For hours and hours during the day, he’d slumped against the wall of the cell, dozing on and off, ignoring the taunts and yells from Traze’s cronies on the other side of the bars. At some point, someone had shoved a couple slices of dry bread in his mouth and poured some foul-smelling brown water down his throat, leaving him to long achingly for Amora’s enormous heavy dinners on the Dionysian.

Really, he’d been hoping that Cyrus and Aiden would’ve come back for him by now. How long would it take for them, two geniuses, to figure this shit out? Of course they had to take Leta away from here first; she had been in far more danger than he was even now. But he hadn’t actually given them permission to just leave him here …

They were chanting something, he realized dimly as he was pulled toward the ring. The crowd was chanting something. He strained his ears and realized their cries of ‘red fury! red fury!’ were for him; he really was the main attraction. For once, he did not agree. He felt he was far closer to starving and weak and dizzy than he was to ‘furious’.

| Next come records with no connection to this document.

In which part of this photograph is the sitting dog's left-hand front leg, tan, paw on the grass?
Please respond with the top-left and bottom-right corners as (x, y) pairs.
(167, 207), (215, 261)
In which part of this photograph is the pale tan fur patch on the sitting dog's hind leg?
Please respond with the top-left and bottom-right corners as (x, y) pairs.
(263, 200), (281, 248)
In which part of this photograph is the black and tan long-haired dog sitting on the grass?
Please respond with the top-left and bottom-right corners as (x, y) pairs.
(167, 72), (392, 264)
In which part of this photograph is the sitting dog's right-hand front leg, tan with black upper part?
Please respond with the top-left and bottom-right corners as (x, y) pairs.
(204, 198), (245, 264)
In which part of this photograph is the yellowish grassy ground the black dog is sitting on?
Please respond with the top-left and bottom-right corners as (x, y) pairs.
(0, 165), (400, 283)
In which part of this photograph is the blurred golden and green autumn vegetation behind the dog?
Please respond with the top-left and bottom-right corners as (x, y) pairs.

Though Traze certainly seemed to think differently as he gave his introductions in the center of the ring. Bloody, dirty, vicious? Boy, was he going to be disappointed. Fiearius watched numbly, his eyelids heavy, feeling oddly detached from the scene …

Fiearius felt one of the men prod him in the back, ushering him into the ring like cattle. Staggering up the steps, Fiearius dropped his gaze abruptly and noticed the guards had forgotten something: the binds around his hands.

With a jolt, he called, “Hey!” and shook his wrists pointedly in their direction. One of them did glance backward. And then he nudged the other. And they both laughed.

Fiearius stared after them a moment longer. Then he closed his eyes for a moment and turned to face the ring once more, hoping that would be the last unpleasant surprise of the night.